Genetic arrangement of the C. diphtheriae and M. tuberculosis zur loci. (A) The dark gray arrow represents glyS, a glycyl-tRNA synthetase beta subunit. The gray striped arrow represents an arsR-like gene, a putative metal-dependent transcriptional regulator. The black arrow represents zur, a zinc-dependent transcriptional regulator. dip1711 and Rv2360c are genes with unknown function. The insertion site of the IS element in C. diphtheriae C7(β) is shown as a triangle, and the region deleted in the Δzur strain is indicated as a dashed line. The percentages of amino acid sequence similarities between genes are indicated between the loci. (B) The sequences of the 28-bp inverted repeats at the ends of the IS element are shown. Bases that are interruptions in the inverted repeat are shown in lowercase, and the rest of the IS element is indicated as a dashed line.

FIG. 2.

arsR and zur promoter activity. NCTC13129 (indicated as wild type [WT]) and NCTC13129Δzur (indicated as Δzur) strains with either vector control, pKPIM, or complementing wild-type zur, pKPIMzur (shown as +zur), were inoculated into zinc-replete (+Zn) or -depleted (-Zn) conditions and tested for arsR and zur promoter activity. β-Galactosidase activity is expressed in Miller units. The cmrA promoter is a positive control for zinc-depleted conditions. The asterisks denote statistical significance (<0.05) between zinc-replete and -depleted conditions, as determined by a one-way analysis of variance, followed by the Holm-Sidak method.

FIG. 3.

Detection of arsR and zur transcripts.
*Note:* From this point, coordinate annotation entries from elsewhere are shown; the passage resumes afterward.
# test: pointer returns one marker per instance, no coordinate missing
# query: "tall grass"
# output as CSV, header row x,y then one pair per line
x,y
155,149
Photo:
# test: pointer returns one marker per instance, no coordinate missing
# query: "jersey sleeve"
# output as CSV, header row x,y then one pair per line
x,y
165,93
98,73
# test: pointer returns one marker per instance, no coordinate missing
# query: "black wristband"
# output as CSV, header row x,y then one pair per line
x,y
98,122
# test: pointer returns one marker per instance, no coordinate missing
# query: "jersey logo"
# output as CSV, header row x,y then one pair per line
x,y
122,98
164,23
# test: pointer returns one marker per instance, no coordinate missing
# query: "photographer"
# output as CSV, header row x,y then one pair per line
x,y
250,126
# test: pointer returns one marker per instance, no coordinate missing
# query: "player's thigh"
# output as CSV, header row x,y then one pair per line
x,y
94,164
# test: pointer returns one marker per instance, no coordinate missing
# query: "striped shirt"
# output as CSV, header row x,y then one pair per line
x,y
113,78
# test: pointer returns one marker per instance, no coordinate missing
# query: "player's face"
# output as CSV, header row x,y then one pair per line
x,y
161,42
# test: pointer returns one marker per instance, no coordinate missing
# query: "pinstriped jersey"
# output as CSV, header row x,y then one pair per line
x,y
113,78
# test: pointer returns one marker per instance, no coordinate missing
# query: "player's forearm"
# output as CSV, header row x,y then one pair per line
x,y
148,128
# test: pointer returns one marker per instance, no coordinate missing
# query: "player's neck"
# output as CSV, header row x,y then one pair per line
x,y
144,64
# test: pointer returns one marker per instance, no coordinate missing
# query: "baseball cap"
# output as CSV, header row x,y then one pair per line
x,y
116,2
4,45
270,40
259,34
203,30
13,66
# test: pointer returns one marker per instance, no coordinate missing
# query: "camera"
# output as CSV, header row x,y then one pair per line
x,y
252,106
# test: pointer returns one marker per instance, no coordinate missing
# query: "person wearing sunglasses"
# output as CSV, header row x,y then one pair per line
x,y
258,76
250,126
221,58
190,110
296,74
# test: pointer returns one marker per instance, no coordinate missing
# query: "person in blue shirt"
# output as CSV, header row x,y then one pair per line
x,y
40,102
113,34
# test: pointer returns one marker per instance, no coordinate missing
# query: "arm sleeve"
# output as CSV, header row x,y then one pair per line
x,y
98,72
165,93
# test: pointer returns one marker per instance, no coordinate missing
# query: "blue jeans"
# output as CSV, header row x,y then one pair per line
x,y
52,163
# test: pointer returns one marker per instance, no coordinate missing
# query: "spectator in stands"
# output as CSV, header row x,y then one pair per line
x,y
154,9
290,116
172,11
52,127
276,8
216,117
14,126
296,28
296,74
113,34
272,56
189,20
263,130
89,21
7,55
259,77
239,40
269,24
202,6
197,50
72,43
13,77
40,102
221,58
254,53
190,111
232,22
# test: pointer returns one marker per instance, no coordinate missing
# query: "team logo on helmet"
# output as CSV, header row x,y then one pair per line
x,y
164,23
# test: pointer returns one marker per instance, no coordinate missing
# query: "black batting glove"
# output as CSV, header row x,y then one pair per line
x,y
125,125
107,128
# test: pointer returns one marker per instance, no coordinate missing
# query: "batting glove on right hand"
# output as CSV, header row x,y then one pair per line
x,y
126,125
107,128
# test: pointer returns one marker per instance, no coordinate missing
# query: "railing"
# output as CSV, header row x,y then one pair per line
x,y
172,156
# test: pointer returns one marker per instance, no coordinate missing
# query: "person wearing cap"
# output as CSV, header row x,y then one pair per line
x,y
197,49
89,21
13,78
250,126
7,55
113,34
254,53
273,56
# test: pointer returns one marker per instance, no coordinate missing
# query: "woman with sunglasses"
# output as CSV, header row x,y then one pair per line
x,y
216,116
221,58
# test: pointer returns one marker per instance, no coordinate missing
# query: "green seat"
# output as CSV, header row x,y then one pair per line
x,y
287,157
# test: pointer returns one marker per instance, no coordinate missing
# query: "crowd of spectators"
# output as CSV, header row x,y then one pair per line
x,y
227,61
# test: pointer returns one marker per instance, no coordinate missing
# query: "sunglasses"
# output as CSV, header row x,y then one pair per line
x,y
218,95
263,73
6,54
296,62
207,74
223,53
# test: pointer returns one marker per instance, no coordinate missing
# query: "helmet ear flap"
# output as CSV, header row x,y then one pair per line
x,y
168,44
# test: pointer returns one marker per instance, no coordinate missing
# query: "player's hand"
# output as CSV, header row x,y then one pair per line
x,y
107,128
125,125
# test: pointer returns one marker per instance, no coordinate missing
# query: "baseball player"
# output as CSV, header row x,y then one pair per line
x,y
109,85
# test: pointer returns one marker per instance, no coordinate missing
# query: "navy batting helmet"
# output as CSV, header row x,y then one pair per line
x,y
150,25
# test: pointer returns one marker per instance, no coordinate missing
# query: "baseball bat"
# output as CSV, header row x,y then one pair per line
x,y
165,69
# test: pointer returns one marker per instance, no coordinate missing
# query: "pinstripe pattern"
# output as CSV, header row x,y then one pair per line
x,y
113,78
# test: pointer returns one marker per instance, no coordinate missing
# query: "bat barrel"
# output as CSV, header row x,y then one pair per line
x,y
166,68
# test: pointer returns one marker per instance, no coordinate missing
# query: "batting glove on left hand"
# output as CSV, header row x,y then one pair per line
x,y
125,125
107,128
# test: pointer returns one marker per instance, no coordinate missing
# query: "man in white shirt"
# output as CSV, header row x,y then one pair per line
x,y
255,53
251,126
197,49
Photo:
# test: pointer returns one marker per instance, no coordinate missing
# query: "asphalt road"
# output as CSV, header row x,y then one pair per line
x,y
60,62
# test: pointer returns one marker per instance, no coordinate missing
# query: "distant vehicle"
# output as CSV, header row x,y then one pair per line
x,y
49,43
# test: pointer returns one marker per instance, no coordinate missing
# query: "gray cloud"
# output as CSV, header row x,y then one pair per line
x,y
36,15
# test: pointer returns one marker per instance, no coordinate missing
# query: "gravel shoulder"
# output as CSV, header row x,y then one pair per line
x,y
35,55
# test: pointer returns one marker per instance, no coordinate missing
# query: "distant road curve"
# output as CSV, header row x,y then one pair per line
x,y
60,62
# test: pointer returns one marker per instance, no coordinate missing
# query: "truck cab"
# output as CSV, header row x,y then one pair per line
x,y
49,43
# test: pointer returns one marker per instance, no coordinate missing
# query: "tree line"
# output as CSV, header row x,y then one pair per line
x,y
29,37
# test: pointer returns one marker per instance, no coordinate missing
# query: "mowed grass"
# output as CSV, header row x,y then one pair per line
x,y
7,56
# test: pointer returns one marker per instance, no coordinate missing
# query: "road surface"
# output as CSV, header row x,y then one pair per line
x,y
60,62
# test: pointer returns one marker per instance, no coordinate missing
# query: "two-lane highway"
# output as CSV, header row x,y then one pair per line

RNA isolated from NCTC13129 (WT) and NCTC13129Δzur (Δzur) in zinc-replete and -depleted conditions was analyzed for relative transcript levels (normalized to gyrB mRNA levels) of arsR (A) and zur (B). (C) Fold change of these genes from NCTC13129 in zinc-replete conditions.

FIG. 4.

Activity of Zur-regulated promoters. NCTC13129 (indicated as WT) and NCTC13129Δzur (indicated as Δzur) strains with either vector control, pKPIM, or complementing wild-type zur, pKPIMzur (shown as +zur), inoculated into zinc-replete (+Zn) or -depleted (-Zn) conditions were used to test the activity of promoters (zrg, cmrA, and troA) in the reporter plasmid pSPZ. (A) The β-galactosidase activity was determined under differential conditions. The activity of the zrg promoter under iron and zinc stress conditions (B) and activity of the cmrA promoter under manganese and zinc stress conditions (C) are also presented. The promoters of tox, mntA, and cmrA genes (cloned into the reporter vector) were used as positive controls for iron-, manganese-, and zinc-depleted conditions, respectively.

FIG. 5.

RNA levels of Zur-regulated genes. RNA isolated from NCTC13129 and NCTC13129Δzur under zinc-replete and -depleted conditions was analyzed by using qRT-PCR. (A) Relative level of transcripts (normalized to gyrB mRNA levels) of cmrA, zrg, and troA. (B) Fold change of these genes from NCTC13129 under zinc-replete conditions.

FIG. 6.

Regulator binding sites in the upstream regions of zrg, cmrA, and troA. The locations of the putative binding sites for Zur (diamonds), DtxR (triangles), and MntR (black and white circles) are indicated for the zrg, cmrA, and troA promoter regions. The black circles indicate the inverted repeat, and the white circles indicate the direct repeat in the MntR binding site The lengths of the DNA fragment used in the promoter assays (Fig. 5) are shown in boldface below each region, and the distance between adjacent genes is shown in normal typeface above each region. The diagram is not drawn to scale.